I do not have a working idea. I started with writing $E_m$ as a disjoint union, i.e. $$ E_m=A_m\uplus\biguplus_{i=m+1}^{\infty}A_i\setminus\bigcup_{j=m}^{i-1}A_j=A_m\uplus\biguplus_{i=m+1}^{\infty}\bigcap_{j=m}^{i-1}A_i\setminus A_j $$

and additionally I see that $$ A^+=\bigcap_{n=1}^{\infty}E_n. $$ But I do not know if this is helpful...

Would be great to get a help resp. answer.

With kind regards,

math12

Answer 1

Hint: For $x \in E_m$ consider $$\sup_{A_k \ni x} k.$$ Show that if this supremum is infinite, then $x \in A^{+}$. Otherwise, denote this supremum by $n$ and show that $x \in E_n \setminus E_{n+1}$.

Answer 2

I try to use the hint of njguliyev to create an own answer to my question.
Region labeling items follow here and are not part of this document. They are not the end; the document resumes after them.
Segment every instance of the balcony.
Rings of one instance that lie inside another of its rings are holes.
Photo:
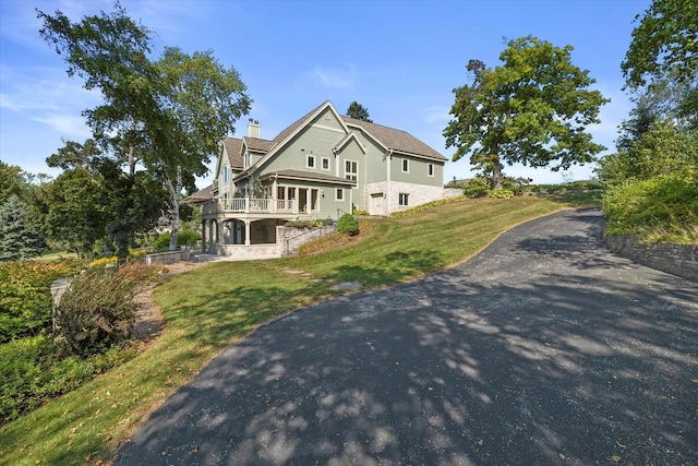
[[[298,200],[284,199],[253,199],[253,198],[232,198],[219,199],[206,202],[203,206],[203,215],[218,214],[305,214],[304,208],[298,207]]]

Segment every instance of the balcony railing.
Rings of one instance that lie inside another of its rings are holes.
[[[219,199],[217,201],[204,204],[203,214],[298,214],[298,201],[294,199],[252,199],[252,198],[232,198]]]

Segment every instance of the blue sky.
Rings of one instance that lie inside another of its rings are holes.
[[[466,84],[466,64],[493,67],[503,37],[533,35],[571,45],[573,62],[589,70],[593,88],[612,99],[602,123],[589,131],[612,152],[617,126],[631,104],[622,91],[619,64],[633,20],[649,0],[545,1],[122,1],[129,15],[157,33],[156,44],[184,51],[213,50],[234,67],[248,86],[251,118],[262,136],[284,128],[325,100],[346,112],[352,100],[374,122],[405,130],[450,159],[442,135]],[[83,142],[89,131],[81,111],[99,95],[70,79],[65,64],[39,36],[35,9],[61,10],[71,20],[111,11],[111,1],[0,0],[0,159],[32,174],[58,175],[45,159],[64,140]],[[246,117],[236,135],[245,133]],[[467,157],[466,157],[467,158]],[[214,160],[215,162],[215,160]],[[212,163],[213,167],[213,163]],[[565,176],[545,169],[506,167],[505,174],[535,183],[588,179],[593,166]],[[472,176],[468,160],[448,162],[445,179]],[[197,181],[202,188],[209,178]]]

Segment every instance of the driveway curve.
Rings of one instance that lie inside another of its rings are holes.
[[[594,210],[263,326],[118,465],[683,465],[698,458],[697,284],[607,252]]]

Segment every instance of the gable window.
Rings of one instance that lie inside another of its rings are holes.
[[[399,194],[398,203],[402,207],[410,205],[410,195],[407,194],[407,193],[401,192]]]
[[[356,160],[345,160],[345,179],[351,181],[359,180],[359,163]],[[359,183],[357,182],[357,186]]]

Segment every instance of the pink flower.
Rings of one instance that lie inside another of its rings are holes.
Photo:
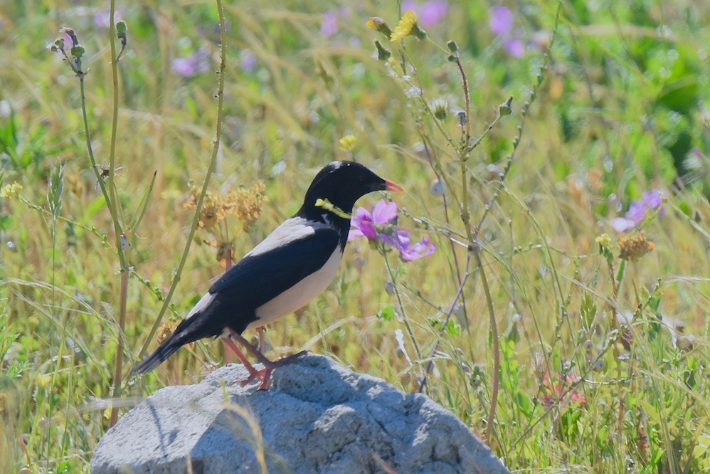
[[[648,213],[658,208],[659,216],[662,216],[665,209],[663,206],[663,198],[665,191],[659,189],[645,191],[641,199],[635,201],[629,206],[629,210],[623,217],[615,217],[611,220],[611,226],[617,232],[625,232],[636,228],[646,218]]]
[[[406,231],[395,231],[392,236],[381,234],[380,238],[396,248],[402,260],[408,262],[423,258],[436,251],[436,246],[426,237],[421,242],[413,244]]]
[[[525,56],[525,43],[520,38],[520,32],[513,30],[515,21],[513,12],[507,6],[496,5],[490,8],[488,14],[488,26],[491,31],[503,40],[508,53],[514,58]]]
[[[373,224],[387,224],[397,220],[397,203],[387,202],[381,199],[372,208],[372,214],[364,207],[359,207],[355,211],[351,224],[356,228],[350,229],[348,240],[357,237],[366,237],[368,240],[377,238],[377,230]]]
[[[421,242],[412,243],[409,233],[398,229],[385,229],[378,231],[376,226],[394,223],[397,221],[397,204],[381,199],[372,209],[372,214],[362,207],[358,208],[351,221],[356,228],[350,229],[348,240],[365,237],[369,241],[381,240],[390,244],[399,252],[402,260],[411,261],[431,255],[436,251],[436,246],[425,237]]]

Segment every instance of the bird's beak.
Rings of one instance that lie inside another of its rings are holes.
[[[385,189],[391,193],[403,193],[404,189],[397,183],[393,183],[389,179],[385,179]]]

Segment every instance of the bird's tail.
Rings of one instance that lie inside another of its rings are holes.
[[[188,342],[184,337],[181,337],[182,335],[177,332],[171,335],[169,337],[163,341],[163,343],[155,349],[154,352],[144,359],[142,362],[131,369],[129,375],[147,374],[162,364],[183,344]]]

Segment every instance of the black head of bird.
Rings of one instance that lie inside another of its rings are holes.
[[[152,370],[189,342],[224,336],[226,344],[249,371],[248,381],[260,379],[261,388],[267,388],[271,371],[293,357],[270,361],[241,333],[302,307],[325,290],[335,277],[347,243],[349,219],[317,205],[318,199],[351,213],[360,197],[385,190],[402,189],[354,162],[326,166],[308,187],[298,212],[225,272],[175,331],[132,373]],[[254,369],[233,339],[244,345],[264,369]]]

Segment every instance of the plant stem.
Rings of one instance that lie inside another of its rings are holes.
[[[219,71],[218,73],[219,80],[218,81],[218,85],[217,89],[217,121],[215,125],[215,137],[212,141],[212,156],[210,159],[209,167],[207,168],[207,173],[205,174],[205,181],[202,185],[202,191],[200,193],[200,196],[197,199],[197,203],[195,205],[195,216],[192,219],[192,225],[190,226],[190,231],[187,236],[187,242],[185,243],[185,249],[183,251],[182,257],[180,259],[180,263],[178,265],[177,270],[175,272],[175,276],[173,278],[172,284],[170,285],[170,289],[168,290],[168,294],[166,295],[165,299],[163,301],[163,305],[160,308],[160,312],[158,313],[158,317],[156,318],[155,322],[153,323],[153,327],[151,328],[150,332],[148,334],[148,337],[146,338],[145,342],[144,342],[143,347],[141,348],[140,353],[138,355],[139,359],[142,358],[145,355],[145,353],[148,351],[148,346],[150,345],[151,341],[153,339],[156,332],[158,330],[158,327],[160,327],[160,323],[163,320],[163,316],[165,315],[165,312],[167,310],[168,306],[170,304],[170,300],[172,299],[173,294],[175,293],[175,288],[177,287],[177,284],[180,281],[180,275],[182,274],[182,270],[185,267],[185,263],[187,261],[187,256],[190,253],[190,247],[192,245],[192,241],[195,236],[195,231],[197,229],[197,224],[200,220],[200,211],[202,209],[202,203],[204,201],[205,195],[207,194],[207,188],[209,185],[210,179],[214,174],[215,169],[217,166],[217,152],[219,150],[220,138],[222,136],[222,119],[224,108],[224,69],[226,61],[227,33],[224,26],[224,9],[222,7],[222,1],[221,0],[216,0],[216,1],[217,4],[217,13],[219,15],[221,51],[220,54]]]

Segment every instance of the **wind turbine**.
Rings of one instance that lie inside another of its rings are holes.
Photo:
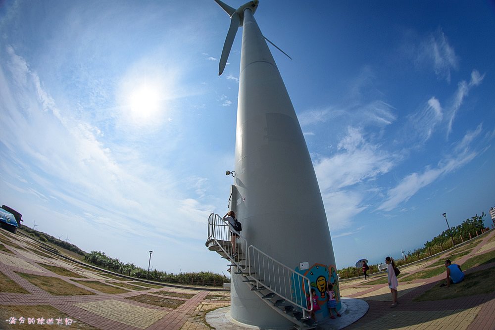
[[[311,282],[323,283],[323,289],[324,279],[331,277],[340,309],[337,268],[320,189],[296,111],[265,41],[273,44],[253,16],[259,1],[235,9],[214,0],[230,17],[219,74],[243,27],[231,209],[242,222],[242,235],[250,248]],[[232,274],[233,319],[261,328],[293,325],[261,303],[239,274]],[[324,289],[320,291],[323,294]],[[328,317],[326,309],[317,314]]]

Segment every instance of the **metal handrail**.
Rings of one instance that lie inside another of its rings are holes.
[[[264,253],[256,246],[248,248],[249,273],[256,283],[267,288],[303,311],[313,310],[308,306],[311,295],[309,279]]]
[[[236,255],[233,256],[233,249],[230,245],[231,234],[237,234],[236,239]],[[242,265],[240,262],[246,259],[244,257],[248,252],[248,241],[246,237],[235,230],[229,224],[229,222],[218,214],[211,213],[208,218],[208,239],[214,239],[218,246],[227,255],[230,255],[238,267],[242,270],[247,268],[248,262]],[[228,242],[226,247],[221,242]]]
[[[311,294],[309,279],[276,260],[253,245],[248,247],[248,241],[240,233],[234,230],[218,214],[212,213],[208,218],[208,239],[213,239],[222,251],[230,255],[231,233],[237,234],[238,255],[233,259],[243,271],[248,268],[248,274],[256,281],[256,286],[266,287],[281,298],[290,301],[306,312],[313,310],[312,304],[308,306],[306,293]],[[225,246],[225,241],[228,242]],[[224,243],[222,244],[221,242]],[[227,248],[226,248],[226,247]],[[245,258],[243,258],[244,257]],[[232,258],[232,256],[231,257]],[[244,265],[239,264],[246,259]]]

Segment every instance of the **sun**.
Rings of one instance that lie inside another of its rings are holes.
[[[128,101],[132,117],[142,121],[156,117],[161,105],[159,89],[147,84],[140,85],[131,91]]]

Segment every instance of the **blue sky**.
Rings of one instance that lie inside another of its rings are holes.
[[[270,46],[338,268],[495,205],[494,1],[284,3],[255,17],[294,59]],[[229,25],[213,1],[0,2],[0,202],[88,252],[226,273],[204,241],[232,183]]]

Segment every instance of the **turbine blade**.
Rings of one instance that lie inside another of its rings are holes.
[[[236,12],[236,9],[228,4],[224,3],[220,0],[214,0],[214,1],[218,4],[218,5],[222,7],[222,9],[225,11],[225,12],[229,14],[229,16],[232,17],[232,14]]]
[[[264,36],[263,36],[263,38],[265,38],[265,40],[266,40],[266,41],[268,42],[269,43],[270,43],[270,44],[271,44],[272,45],[273,45],[274,46],[275,46],[275,48],[276,48],[279,50],[280,50],[280,51],[281,51],[283,53],[284,53],[286,56],[287,56],[288,57],[289,57],[291,59],[292,59],[292,57],[291,57],[291,56],[290,56],[288,55],[287,55],[287,53],[286,53],[285,51],[284,51],[283,50],[282,50],[282,49],[281,49],[280,48],[279,48],[278,47],[277,47],[276,45],[275,45],[275,44],[274,44],[272,42],[271,42],[269,40],[268,40],[268,38],[266,38]]]
[[[229,28],[229,32],[227,33],[227,38],[225,38],[225,43],[223,44],[223,49],[222,50],[222,56],[220,58],[219,76],[222,74],[225,68],[227,60],[229,58],[230,49],[232,48],[234,39],[235,39],[236,34],[237,34],[237,29],[239,28],[240,22],[241,18],[239,17],[239,14],[234,12],[230,19],[230,27]]]

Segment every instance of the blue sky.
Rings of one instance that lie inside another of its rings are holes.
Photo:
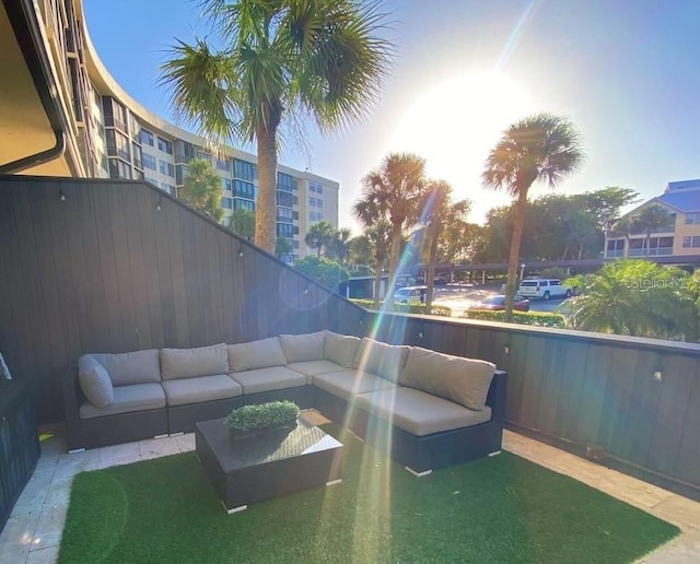
[[[158,68],[175,37],[207,35],[197,2],[83,5],[113,77],[173,120]],[[396,150],[424,156],[481,222],[509,201],[481,187],[489,149],[509,124],[540,110],[567,116],[583,137],[585,164],[562,192],[622,186],[651,198],[670,180],[700,177],[700,2],[396,0],[385,9],[397,52],[368,119],[329,138],[310,126],[311,154],[288,140],[280,155],[340,183],[340,226],[358,232],[350,209],[360,179]]]

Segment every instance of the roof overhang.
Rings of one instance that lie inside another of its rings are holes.
[[[0,69],[0,174],[79,176],[34,2],[2,1]]]

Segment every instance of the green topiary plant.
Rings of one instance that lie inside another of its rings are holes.
[[[234,409],[224,424],[233,436],[255,435],[268,430],[293,427],[299,412],[299,406],[292,401],[269,401]]]

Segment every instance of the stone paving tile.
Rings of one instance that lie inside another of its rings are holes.
[[[42,443],[42,458],[0,534],[0,562],[56,562],[73,477],[85,470],[191,451],[195,435],[149,439],[68,455],[60,438]],[[512,432],[504,450],[581,480],[678,525],[682,533],[641,559],[644,564],[700,562],[700,504]]]
[[[59,547],[46,547],[33,550],[26,559],[26,564],[54,564],[58,561]]]

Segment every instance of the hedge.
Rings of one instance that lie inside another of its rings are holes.
[[[481,321],[504,321],[505,312],[492,309],[467,309],[462,317],[467,319],[480,319]],[[513,312],[513,322],[520,325],[534,325],[537,327],[564,327],[564,317],[560,314],[547,312]]]
[[[365,309],[374,309],[374,301],[373,299],[357,299],[351,298],[350,302],[359,305],[360,307],[364,307]],[[380,303],[380,307],[382,304]],[[399,314],[425,314],[425,305],[424,304],[394,304],[394,307],[390,309],[392,312],[397,312]],[[430,315],[438,315],[441,317],[452,317],[452,309],[446,306],[433,305],[432,312]]]

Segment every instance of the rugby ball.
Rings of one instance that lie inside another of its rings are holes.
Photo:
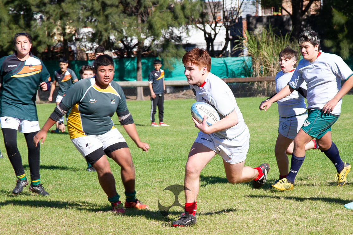
[[[214,108],[207,103],[197,102],[191,106],[191,116],[199,123],[202,122],[203,117],[207,116],[206,123],[209,126],[217,123],[220,120],[218,113]]]

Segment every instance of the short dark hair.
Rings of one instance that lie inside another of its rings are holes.
[[[78,71],[79,74],[81,75],[83,74],[85,71],[93,71],[93,67],[88,64],[84,64],[81,67],[80,70]]]
[[[94,49],[94,54],[95,55],[97,53],[104,53],[104,48],[102,46],[98,46]]]
[[[93,63],[95,69],[97,69],[98,67],[101,66],[108,66],[109,65],[112,65],[114,67],[114,61],[113,60],[113,58],[108,55],[106,54],[101,55],[98,56],[94,60]]]
[[[320,38],[319,34],[313,30],[307,30],[300,33],[298,38],[298,43],[301,45],[304,43],[309,42],[312,45],[315,47],[317,45],[319,45],[319,51],[321,48],[320,45]]]
[[[280,52],[280,55],[279,56],[278,58],[280,59],[281,57],[288,60],[291,60],[294,57],[294,60],[298,61],[298,52],[290,48],[287,47],[282,50]],[[294,67],[295,68],[296,66],[297,63],[296,62]]]
[[[17,33],[15,34],[15,36],[13,37],[13,39],[12,39],[12,43],[13,44],[14,46],[16,44],[16,40],[17,39],[17,38],[21,36],[24,36],[26,37],[28,39],[28,41],[29,41],[29,43],[32,43],[32,37],[29,33]]]
[[[67,59],[66,58],[64,58],[62,57],[60,59],[59,59],[59,63],[66,63],[67,64],[68,63],[68,61],[67,60]]]
[[[161,61],[160,60],[158,60],[158,59],[156,59],[153,61],[153,64],[162,64],[162,61]]]

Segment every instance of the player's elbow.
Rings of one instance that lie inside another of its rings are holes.
[[[232,118],[229,120],[229,121],[230,122],[229,124],[232,125],[232,126],[234,126],[239,122],[239,120],[238,120],[238,118]]]

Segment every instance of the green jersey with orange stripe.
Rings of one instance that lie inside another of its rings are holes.
[[[0,59],[0,116],[37,121],[36,96],[39,84],[50,80],[38,57],[30,54],[22,61],[14,54]]]
[[[67,120],[71,139],[106,133],[115,128],[111,119],[115,112],[128,111],[122,89],[117,83],[110,82],[105,89],[98,88],[95,83],[93,78],[76,82],[61,100],[66,107],[72,107]]]

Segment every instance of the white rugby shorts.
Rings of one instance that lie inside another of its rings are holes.
[[[116,128],[101,135],[86,135],[74,138],[71,141],[84,157],[102,147],[104,150],[114,144],[126,142]]]
[[[1,129],[14,129],[18,130],[19,132],[23,133],[32,133],[41,130],[39,122],[38,121],[30,121],[5,116],[0,117],[0,123],[1,124]]]
[[[195,142],[212,149],[226,162],[235,164],[245,161],[249,150],[250,139],[247,126],[244,132],[233,140],[221,139],[214,135],[206,135],[200,131]]]
[[[278,121],[278,133],[288,139],[294,140],[307,117],[307,114],[287,118],[280,117]]]

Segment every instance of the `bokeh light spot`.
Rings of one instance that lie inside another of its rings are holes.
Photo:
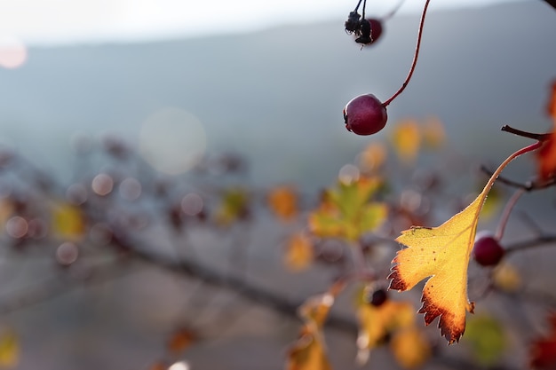
[[[0,67],[17,68],[27,60],[27,47],[15,37],[0,37]]]
[[[67,241],[56,248],[56,261],[61,265],[68,266],[77,261],[79,248],[72,242]]]
[[[120,195],[126,201],[135,201],[141,195],[141,183],[134,177],[124,178],[119,188]]]
[[[181,209],[187,216],[198,215],[203,207],[203,198],[195,193],[189,193],[181,199]]]
[[[145,121],[139,133],[139,151],[145,161],[169,175],[184,173],[197,164],[206,148],[201,122],[179,108],[162,109]]]
[[[114,180],[106,173],[100,173],[94,177],[91,187],[99,195],[108,195],[114,188]]]
[[[338,177],[344,184],[351,184],[353,181],[357,181],[361,172],[357,166],[353,164],[346,164],[342,166],[338,175]]]
[[[171,365],[168,370],[190,370],[191,366],[186,361],[179,361]]]
[[[66,199],[75,206],[83,204],[87,201],[87,188],[83,184],[72,184],[66,190]]]

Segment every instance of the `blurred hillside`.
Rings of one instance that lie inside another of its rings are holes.
[[[321,186],[369,141],[345,130],[344,105],[365,92],[384,100],[399,88],[418,23],[396,17],[384,39],[361,51],[343,16],[256,34],[31,48],[22,67],[0,70],[0,138],[66,176],[75,133],[112,131],[133,143],[147,116],[179,107],[201,121],[208,151],[248,156],[257,182]],[[498,132],[503,124],[544,130],[553,35],[556,14],[538,1],[433,6],[417,71],[389,106],[390,122],[438,115],[454,147],[478,156],[493,139],[515,140]]]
It would be really great if you had a look on this and gave me a feedback whether I am right or not.

I have to show two inclusions.

(1) "$\subseteq$":

Let $x\in E_m=\bigcup_{n\geq m}A_n$. Consider $$ q:=\sup_{n\geq m}\left\{n|x\in A_n\right\}. $$ First case: $q<\infty$

Then $\exists~k>q: x\notin A_l, l\geq k$, so $x\notin\bigcup_{j\geq k}A_j$ and therefore $x\notin\bigcap_{n\geq 1}\bigcup_{s\geq n}A_s=A^+$. But it is $$ x\in A_q\subset\bigcup_{j\geq q}A_j\wedge x\notin\bigcup_{i\geq q+1}A_i\\\Rightarrow x\in\bigcup_{j\geq q}A_j\setminus\bigcup_{i\geq q+1}A_i=E_q\setminus E_{q+1}\subset\biguplus_{n\geq m}(E_n\setminus E_{n+1}). $$ So, to sum this up, $x\notin A^+$ and $x\in\biguplus_{n\geq m}(E_n\setminus E_{n+1})$, which means $$x\in A^+\uplus\biguplus_{n\geq m}(E_n\setminus E_{n+1}). $$ Second case: $q=\infty$

Then $x\in A_n~\forall~n\geq m$, so $x\in\bigcup_{k=n}^{\infty}A_k~\forall~n\in\mathbb{N}$ and therefore $x\in\bigcap_{n\geq 1}\bigcup_{k\geq n}A_k=A^+$. Furthermore it is $$ x\in\bigcup_{j\geq n}A_j\wedge x\in\bigcup_{i\geq n+1}A_i~\forall~n\in\mathbb{N}\\\Rightarrow\not\exists~n\geq m: x\notin E_n\setminus E_{n+1}\\\Rightarrow x\notin\biguplus_{n\geq m}(E_n\setminus E_{n+1}) $$

(2) "$\supseteq$":

Consider $x\in A^+\uplus\biguplus_{n\geq m}(E_n\setminus E_{n+1})$.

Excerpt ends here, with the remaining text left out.